On Rotation(35)



Except, now I knew better. I knew why I was losing Nia. It was because, when Nia looked at Shae, she saw a home. She saw a person who accepted her as she was, with all her bumps and crevices and cracks and beauty and graces. Just like Tabatha accepted Chris and vice versa, and my parents accepted each other. Forever was a long time for a twenty-three-year-old, and yet here was my baby sister, promising it without hesitation.

And none of the stories I read could have ever hoped to capture dedication like that.

*

I dropped my backpack with a thud on the bench next to me. Ricky’s chosen coffee shop, Jackalope, turned out to be only a fifteen-minute drive from my apartment, and without even tasting a drink, I knew I would be back. The colors I’d seen on its website were only more vibrant in real life—the walls were painted bright orange and yellow, teal and highlighter pink. The table we picked was nestled underneath a shoulder mount of a large hare with suspiciously real-looking antlers: the shop’s namesake.
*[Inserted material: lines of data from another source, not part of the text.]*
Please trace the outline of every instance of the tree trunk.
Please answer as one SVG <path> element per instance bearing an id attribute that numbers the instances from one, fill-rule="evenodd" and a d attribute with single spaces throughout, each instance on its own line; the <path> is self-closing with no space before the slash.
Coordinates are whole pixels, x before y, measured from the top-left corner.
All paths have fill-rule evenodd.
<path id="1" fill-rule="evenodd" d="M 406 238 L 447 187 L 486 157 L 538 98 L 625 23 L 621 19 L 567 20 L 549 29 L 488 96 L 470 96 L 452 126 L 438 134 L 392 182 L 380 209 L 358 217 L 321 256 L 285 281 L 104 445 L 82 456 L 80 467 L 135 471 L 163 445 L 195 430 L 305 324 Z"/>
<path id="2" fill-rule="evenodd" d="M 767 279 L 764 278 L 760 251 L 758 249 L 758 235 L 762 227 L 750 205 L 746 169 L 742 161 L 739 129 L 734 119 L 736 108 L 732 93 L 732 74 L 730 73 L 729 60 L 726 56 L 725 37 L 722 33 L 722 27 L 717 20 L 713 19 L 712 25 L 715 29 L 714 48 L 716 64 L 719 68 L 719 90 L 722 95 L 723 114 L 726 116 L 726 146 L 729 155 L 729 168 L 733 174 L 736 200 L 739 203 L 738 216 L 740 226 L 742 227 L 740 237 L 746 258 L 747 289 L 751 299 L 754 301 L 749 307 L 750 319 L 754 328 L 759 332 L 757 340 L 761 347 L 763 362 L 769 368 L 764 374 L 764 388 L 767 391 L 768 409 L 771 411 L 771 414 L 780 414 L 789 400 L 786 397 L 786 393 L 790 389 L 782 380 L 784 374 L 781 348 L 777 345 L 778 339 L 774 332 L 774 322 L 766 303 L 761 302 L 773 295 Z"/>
We had arrived at the shop at the same time, stepping out of our cars simultaneously, and the smile that had graced Ricky’s face upon seeing me had almost knocked me out. Like my presence was the biggest box under a Christmas tree and it had his name on it—

Stop it, Angela.

Knowing that Ricky just wanted to be friends should have made things easier for me, and to a degree, it did. My daydreaming took on a much more innocent edge now that I knew it could go nowhere, and his small favors—like getting me a latte, as he did now—didn’t send my mind into a flurry. Because I knew they were just that, favors. Ricky liked doing things for people. It made him feel needed. Before the improv show, he had taken Shae out to dinner, and he’d already stopped by my apartment on an evening when I was working late to help Nia change out a flat. From him, a latte wasn’t a hint or a romantic gesture. It was just a latte from a guy who wanted to show off his favorite drink.

And a necklace . . . is just a necklace.

Ricky’s gaze dropped to my collarbone, his grin broadening.

“You’re wearing it!” he exclaimed.

My hands jumped instinctively to the Water Tribe pendant, and I flushed. I’d been wearing it to the hospital lately; it worked wonders as an ice breaker for my teenage patients.

“Yeah, well,” I said. “It’s pretty. Thanks.”

I focused on unloading my backpack, but I could still feel the triumph coming off him in waves. The table groaned in complaint as I dropped my ob-gyn shelf review book onto it, then my First Aid* text, and, finally, my laptop.

“Those look heavy,” Ricky observed.

“Yeah, ’cause they are.” I watched him open up his laptop. “So, what are you working on?”

“I’ll show you. But wait a second,” Ricky said. He pulled out his phone and opened up a timer application. “When me and Shae were in college, we’d do this thing,” he explained, “where when we were working on a project, we’d give ourselves seven minutes to talk, then thirty minutes to work. Rinse and repeat.”

“Ah,” I said, “so that’s what this is about. Your position for a quirky Black bestie’s just opened up, and you’re interviewing candidates.” I stuck my tongue out at him. “Weird way to grieve, Ricky.”

Ricky rolled his eyes and punched the timer on.

“Starting now, I guess.”

I snickered. “You realize I was premed once, right? You think I didn’t pump out these study exercises like a pro?”

“Yeah?”

“Yeah,” I said. “Except it was seven minutes every hour.”

“Oh, of course. You even sound like a freaking premed,” Ricky said. “We used to look left and right to make sure you guys weren’t lurking in the bushes somewhere before complaining about how much work we had to do, because you’d always pop out to talk about how none of it compared to organic chemistry.”

I laughed.

“Guilty! But where I went, we didn’t bother you art school students as much. You guys lived in a studio.”

“Ha, well then I would’ve definitely been a target,” Ricky said. “Majored in poli sci and English.”

I did not know that.

“You’re self-taught?” The little green monster in my chest I’d last felt the first time I’d seen his work lurched again.

“I took a few classes my senior year once I figured out what I wanted to do,” he explained. “But yeah, for the most part.”

We talked a bit about school then: the evolution of his career aspirations (“I want to open my own design firm someday”), the study abroad trip to Colombia he’d gone on after his sophomore year, the year-long power struggle with his grandfather when he decided to pursue his passion instead of translate his very law-aligned coursework into a doctorate.

I slapped at his laptop playfully.

“Let me see what you broke your grandpa’s heart for, then.”

He flipped it around. Unexpectedly, it was a brochure, and a dry one at that. My face must have dropped because Ricky slumped forward onto the table and laughed out loud.

“What do you think graphic designers do, Angie?”

I threw up my hands. “I thought you were drawing!”

Ricky’s shoulders still shook with mirth.

“What?”

“You should see yourself,” he said. “Pouting like a baby!”